Mr. Davis, 72, a U.S. Army veteran, worked for years as a diesel mechanic and has for years been storing cars on the property, partly as a hobby and partly through his work. There’s a late ’40s Oldsmobile, a Porsche, several old Fords and Cadillacs and Pontiacs, and more. He has also filled the yard with all manner of random objects from vacuum cleaners to fishing poles and toaster ovens and several trailers; all, he said, are items that he brings to the Route 6 flea market near Seekonk Speedway every week in hopes of selling. It’s his sole income, apart from $680 or so that he gets every month from the government.
“How far do you think that’ll get you?”
He said he is trying to comply with long-standing town orders that he clean up his property, but is hampered by poor health and the recent condemnation of his home.
However, the Calenda family, who own property to the west, want more. Members of that family — including letter writer Ms. Seddon — have been after Mr. Davis to clean up the yard for years, and one of the most vocal neighbors is Steve Calenda, her son, a retired Bristol police officer who serves as a member of the zoning board of review.
Mr. Calenda said he has had many talks with town officials over the issue, and wants only for Mr. Davis to be a good neighbor and clean up his yard.
“What would you do if you lived next door to that?”
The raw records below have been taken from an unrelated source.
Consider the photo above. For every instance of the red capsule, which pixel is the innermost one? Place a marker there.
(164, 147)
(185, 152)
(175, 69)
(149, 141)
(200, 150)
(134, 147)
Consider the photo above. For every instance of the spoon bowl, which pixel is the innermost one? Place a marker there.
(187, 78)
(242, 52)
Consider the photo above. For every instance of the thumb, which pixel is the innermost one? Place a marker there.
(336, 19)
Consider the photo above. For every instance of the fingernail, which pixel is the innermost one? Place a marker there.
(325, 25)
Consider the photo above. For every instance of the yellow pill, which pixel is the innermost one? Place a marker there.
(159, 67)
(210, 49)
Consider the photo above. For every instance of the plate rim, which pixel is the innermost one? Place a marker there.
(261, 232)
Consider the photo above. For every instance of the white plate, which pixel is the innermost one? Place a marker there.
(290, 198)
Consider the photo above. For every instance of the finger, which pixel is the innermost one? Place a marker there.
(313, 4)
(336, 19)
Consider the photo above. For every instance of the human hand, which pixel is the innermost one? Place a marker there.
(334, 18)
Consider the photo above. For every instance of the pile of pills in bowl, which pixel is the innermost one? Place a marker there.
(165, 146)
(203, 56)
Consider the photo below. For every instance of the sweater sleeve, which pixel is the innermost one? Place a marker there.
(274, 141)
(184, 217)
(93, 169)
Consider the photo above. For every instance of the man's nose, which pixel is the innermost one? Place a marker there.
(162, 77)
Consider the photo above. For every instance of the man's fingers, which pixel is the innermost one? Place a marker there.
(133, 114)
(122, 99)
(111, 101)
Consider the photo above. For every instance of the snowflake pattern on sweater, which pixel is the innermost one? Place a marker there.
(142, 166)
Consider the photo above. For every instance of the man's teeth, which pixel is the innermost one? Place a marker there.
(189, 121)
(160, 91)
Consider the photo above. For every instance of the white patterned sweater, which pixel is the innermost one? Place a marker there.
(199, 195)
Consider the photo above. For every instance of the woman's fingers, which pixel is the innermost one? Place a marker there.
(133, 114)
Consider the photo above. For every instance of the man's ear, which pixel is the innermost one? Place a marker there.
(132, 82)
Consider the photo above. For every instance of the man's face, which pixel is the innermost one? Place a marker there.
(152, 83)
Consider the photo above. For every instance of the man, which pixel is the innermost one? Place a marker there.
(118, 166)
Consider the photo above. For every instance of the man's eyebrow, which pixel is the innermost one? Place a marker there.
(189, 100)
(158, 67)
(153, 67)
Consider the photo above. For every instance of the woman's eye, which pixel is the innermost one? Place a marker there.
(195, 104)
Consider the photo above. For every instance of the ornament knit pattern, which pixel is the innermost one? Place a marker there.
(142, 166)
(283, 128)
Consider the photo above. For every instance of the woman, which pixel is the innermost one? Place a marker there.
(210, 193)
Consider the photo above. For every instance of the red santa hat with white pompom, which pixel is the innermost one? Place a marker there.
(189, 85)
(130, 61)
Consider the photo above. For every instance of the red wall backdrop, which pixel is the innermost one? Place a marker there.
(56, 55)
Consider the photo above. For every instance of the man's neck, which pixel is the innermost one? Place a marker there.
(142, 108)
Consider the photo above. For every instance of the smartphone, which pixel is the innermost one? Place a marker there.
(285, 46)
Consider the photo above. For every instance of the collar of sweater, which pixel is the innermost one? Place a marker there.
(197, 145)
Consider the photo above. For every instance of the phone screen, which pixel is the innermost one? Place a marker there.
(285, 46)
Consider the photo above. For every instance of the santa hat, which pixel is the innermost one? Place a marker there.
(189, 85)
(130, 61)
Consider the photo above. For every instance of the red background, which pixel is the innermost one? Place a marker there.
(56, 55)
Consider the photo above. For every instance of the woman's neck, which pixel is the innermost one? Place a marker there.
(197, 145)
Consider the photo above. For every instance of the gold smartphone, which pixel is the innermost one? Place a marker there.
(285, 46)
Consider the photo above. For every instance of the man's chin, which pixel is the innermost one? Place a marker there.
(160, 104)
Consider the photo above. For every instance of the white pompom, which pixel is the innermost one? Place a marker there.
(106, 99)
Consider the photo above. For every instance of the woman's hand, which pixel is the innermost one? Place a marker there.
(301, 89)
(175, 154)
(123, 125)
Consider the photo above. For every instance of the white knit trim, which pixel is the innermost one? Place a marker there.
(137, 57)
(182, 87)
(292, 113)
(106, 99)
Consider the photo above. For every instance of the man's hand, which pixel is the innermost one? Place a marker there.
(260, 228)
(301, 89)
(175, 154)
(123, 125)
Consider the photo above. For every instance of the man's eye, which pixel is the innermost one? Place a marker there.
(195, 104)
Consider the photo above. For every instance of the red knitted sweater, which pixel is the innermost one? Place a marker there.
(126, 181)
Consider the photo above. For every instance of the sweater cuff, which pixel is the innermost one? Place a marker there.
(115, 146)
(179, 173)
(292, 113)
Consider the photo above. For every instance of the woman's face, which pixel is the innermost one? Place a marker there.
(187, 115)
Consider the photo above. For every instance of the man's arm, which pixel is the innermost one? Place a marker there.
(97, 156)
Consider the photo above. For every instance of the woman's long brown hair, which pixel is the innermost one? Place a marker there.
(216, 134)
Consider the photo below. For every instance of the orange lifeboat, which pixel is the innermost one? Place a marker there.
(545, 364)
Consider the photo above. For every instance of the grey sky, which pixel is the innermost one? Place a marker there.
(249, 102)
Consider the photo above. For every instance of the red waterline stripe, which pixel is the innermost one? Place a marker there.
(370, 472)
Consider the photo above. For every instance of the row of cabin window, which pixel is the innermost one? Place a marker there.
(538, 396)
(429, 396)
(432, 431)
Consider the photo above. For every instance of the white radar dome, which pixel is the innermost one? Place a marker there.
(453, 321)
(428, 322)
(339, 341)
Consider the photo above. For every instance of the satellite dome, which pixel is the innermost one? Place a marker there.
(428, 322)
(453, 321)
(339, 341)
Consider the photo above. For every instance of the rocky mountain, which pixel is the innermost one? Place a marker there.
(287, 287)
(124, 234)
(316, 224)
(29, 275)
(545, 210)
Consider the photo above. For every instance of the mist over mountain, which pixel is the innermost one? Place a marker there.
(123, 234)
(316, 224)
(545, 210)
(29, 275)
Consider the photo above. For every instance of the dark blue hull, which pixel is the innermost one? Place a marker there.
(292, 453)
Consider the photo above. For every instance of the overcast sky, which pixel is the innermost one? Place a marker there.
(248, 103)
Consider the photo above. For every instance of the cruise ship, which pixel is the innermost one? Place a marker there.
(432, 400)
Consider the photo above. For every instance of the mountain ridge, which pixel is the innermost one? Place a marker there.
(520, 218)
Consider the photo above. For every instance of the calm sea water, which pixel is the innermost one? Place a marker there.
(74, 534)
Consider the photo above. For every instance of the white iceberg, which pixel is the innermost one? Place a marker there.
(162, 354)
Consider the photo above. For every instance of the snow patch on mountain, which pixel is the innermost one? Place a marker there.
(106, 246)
Town officials several years ago sent in a cleaning crew which moved items including cars around and cleaned up some of the underbrush. Though the town was charged about $10,000 for the work, it had only a temporary effect, as the underbrush is back, Mr. Calenda said.
Warren is now seeking repayment of the money the town spent cleaning up the property, and the town’s attorney, Anthony DeSisto, wants a clear plan for how to permanently solve the many violations Mr. Nash notes on the property.
Town officials might have hoped to expedite the matter when they brought it from local municipal court to district court last summer, and it looked as if things were moving along until this spring. In April, Mr. Nash declared the house uninhabitable, forcing Mr. Davis to move in with a sympathetic neighbor, Charlene Vernon, at 26 Parker Ave. Then, the Davis’ attorney, Sonja Dejoe, successfully petitioned the court to remove her from the case, effectively putting legal proceedings on hold.
Ms. Dejoe had been working on a plan to present to the town detailing how the Davis family would clean up the property, but nothing has happened in the court since she left, and the plan was never submitted.
At this point, Mr. DeSisto said, the town and court are waiting for the matter of the Davis’ legal representation to be settled. He suggested that in the meantime, neighbors are free to file injunctions with the court seeking that the matter be resolved. But that’s not the best course, Mr. Calenda said.
“I want the town to do what needs to be done,” he said. “Me personally, the position I would be taking, is you issue a court date and allow them to present. If they don’t present, you go forward against them.”
Two doors down, Ms. Vernon said the matter has gotten out of hand. She said Ms. Seddon’s letter contained inaccuracies and was unfair and mean-spirited, as it accused Mr. Davis of spreading junk to her property — “that’s not true,” she said. “Those things are mine.”
She is facing her own problems, she said, as her home is due to be sold at a foreclosure auction in October. She doesn’t know what will happen to her or the Davises if that comes to pass.
“But it’s too bad,” said Ms. Vernon. “We need more compassion in this town. This is a man who served his country, who has been with his wife for 50 years, who is facing hard times and needs a little bit of help. He’s a good man. He’s trying.”
“And what’s he getting? It sure isn’t help. It’s a shame.”